Oct 24, 2022 at 12:01am UTC
I am writing a lattice boltzmann solver and to do so I'm using OpenMP for loop parallelization. After using OpenMp not only the execution time is not reduced but also I'm getting wrong answer. I am attaching two functions below in which I used OpenMp. I don't know whether I need to consider any specific criteria for loop parallelization or not.

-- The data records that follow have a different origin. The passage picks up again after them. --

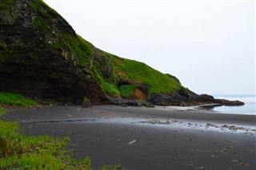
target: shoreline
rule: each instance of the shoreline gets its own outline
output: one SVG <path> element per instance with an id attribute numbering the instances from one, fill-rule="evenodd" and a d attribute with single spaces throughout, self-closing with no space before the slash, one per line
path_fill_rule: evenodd
<path id="1" fill-rule="evenodd" d="M 256 116 L 164 107 L 49 106 L 14 109 L 28 135 L 69 136 L 79 160 L 95 169 L 121 162 L 134 169 L 255 169 Z"/>

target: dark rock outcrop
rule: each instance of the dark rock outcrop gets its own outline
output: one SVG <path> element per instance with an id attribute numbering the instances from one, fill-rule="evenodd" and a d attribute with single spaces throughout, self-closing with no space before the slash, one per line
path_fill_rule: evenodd
<path id="1" fill-rule="evenodd" d="M 65 19 L 41 1 L 19 0 L 6 6 L 0 10 L 1 91 L 73 103 L 82 103 L 85 96 L 97 102 L 103 96 L 78 53 L 93 47 Z M 71 50 L 79 41 L 85 45 Z M 93 63 L 92 57 L 87 58 Z"/>
<path id="2" fill-rule="evenodd" d="M 85 107 L 242 105 L 195 94 L 174 76 L 97 49 L 42 0 L 1 1 L 0 79 L 0 91 Z M 127 85 L 122 98 L 125 85 L 136 91 Z"/>

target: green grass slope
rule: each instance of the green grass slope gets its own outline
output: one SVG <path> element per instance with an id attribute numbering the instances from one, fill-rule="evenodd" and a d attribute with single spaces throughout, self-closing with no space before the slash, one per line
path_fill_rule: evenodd
<path id="1" fill-rule="evenodd" d="M 27 3 L 26 7 L 19 1 L 0 2 L 3 30 L 13 29 L 8 35 L 0 33 L 6 37 L 5 41 L 0 40 L 0 49 L 4 49 L 0 51 L 0 77 L 6 82 L 0 83 L 2 91 L 18 91 L 29 96 L 30 91 L 36 89 L 32 96 L 59 101 L 65 97 L 66 100 L 63 101 L 73 102 L 82 101 L 84 97 L 98 101 L 106 95 L 132 98 L 136 96 L 135 92 L 138 92 L 138 94 L 143 92 L 146 96 L 171 94 L 183 89 L 172 76 L 142 62 L 97 49 L 78 35 L 69 23 L 42 0 L 25 3 Z M 18 10 L 11 11 L 15 9 L 14 6 L 24 10 L 26 16 Z M 18 16 L 18 21 L 9 16 L 9 11 Z M 20 25 L 22 22 L 30 23 L 30 27 Z M 20 30 L 23 30 L 22 34 Z M 28 36 L 33 37 L 30 42 Z M 10 42 L 14 40 L 19 43 L 10 45 Z M 21 63 L 23 67 L 20 67 Z M 7 79 L 7 74 L 13 75 L 19 83 Z"/>

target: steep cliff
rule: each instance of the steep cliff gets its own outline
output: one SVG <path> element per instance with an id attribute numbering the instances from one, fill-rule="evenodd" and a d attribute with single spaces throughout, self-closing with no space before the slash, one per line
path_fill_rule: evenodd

Thanks for your help in advance.
1 2 3 4 5 6 7 8 9 10 11 12 13 14 15 16 17 18 19 20 21 22 23 24 25 26 27 28 29 30 31 32 33 34 35 36 37 38 39 40 41 42 43 44 45 46 47 48 49 50 51 52 53 54 55 56 57 58 59 60 61
void LBMSOLVER::collision() {
double t1, t2;
#pragma omp parallel
{
num_omp_threads_ = omp_get_num_threads();
#pragma for num_threads(num_threads_) collapse (2)
for (int j = 0; j <= Ny_; j++)
for (int i = 0; i <= Nx_; i++)
{
t1 = u_[i][j] * u_[i][j] + v_[i][j] * v_[i][j];
for (int k = 0; k <= 8; k++)
{
t2 = u_[i][j] * cx[k] + v_[i][j] * cy[k];
feq_[k][i][j] = rho_[i][j] * w[k] * (1.0 + 3.0 * t2 + 4.5 * t2 * t2 - 1.50 * t1);
f_[k][i][j] = omega * feq_[k][i][j] + (1.0 - omega) * f_[k][i][j];
}
}
}
}
void LBMSOLVER::streaming() {
#pragma omp parallel
{
num_omp_threads_ = omp_get_num_threads();
#pragma for num_threads(num_threads_)
for (int j = 0; j <= Ny_; j++)
{
for (int i = Nx_; i >= 1; i--) //Right to Left
f_[1][i][j] = f_[1][i - 1][j];
for (int i = 0; i <= Nx_ - 1; i++) //Left to Right
f_[3][i][j] = f_[3][i + 1][j];
}
for (int j = Ny_; j >= 1; j--) //Top to Bottom
{
for (int i = 0; i <= Nx_; i++)
f_[2][i][j] = f_[2][i][j - 1];
for (int i = Nx_; i >= 1; i--)
f_[5][i][j] = f_[5][i - 1][j - 1];
for (int i = 0; i <= Nx_ - 1; i++)
f_[6][i][j] = f_[6][i + 1][j - 1];
}
for (int j = 0; j <= Ny_ - 1; j++) //Bottom to Top
{
for (int i = 0; i <= Nx_; i++)
f_[4][i][j] = f_[4][i][j + 1];
for (int i = 0; i <= Nx_ - 1; i++)
f_[7][i][j] = f_[7][i + 1][j + 1];
for (int i = Nx_; i >= 1; i--)
f_[8][i][j] = f_[8][i - 1][j + 1];
}
}
}
Last edited on Oct 24, 2022 at 12:02am UTC
Oct 24, 2022 at 5:09am UTC
> for (int j = 0; j <= Ny_; j++)
I would check every single one of your loops used to index an array.
If you have
int a[N];
then the correct loop to access each element is
for ( i = 0 ; i < N ; i++ )
Why is there no f_[0][i][j] in your LBMSOLVER::streaming() function?
Arrays are 0-based, not 1-based.
Oct 24, 2022 at 7:24am UTC
Alright then, show us how you've declared all those arrays (or vectors, or whatever other container you've overloaded [] for).
> There is no f[0][i][j] because or how lattice boltzmann works, it doesn't need to be streamed.
Fine, but did you declare the size of the left dimension to be 9 ?
Oct 24, 2022 at 1:45pm UTC
I think the iterations of the nested loops on line 38 and 49 are dependent.
This may be why you're getting the wrong answer.
Last edited on Oct 24, 2022 at 1:46pm UTC
Oct 26, 2022 at 12:25am UTC
@salem c why f_[8][i][j] seems to have bunch of nothing?
Oct 26, 2022 at 3:12am UTC
Because I was wrong, and got blinded by your mixing of <, <= and changing limits in your awful to read code.
Oct 26, 2022 at 4:04pm UTC
@salem c the code is easy to read. I almost used <= everywhere Expect variable initialization, you haven't noticed any of them?!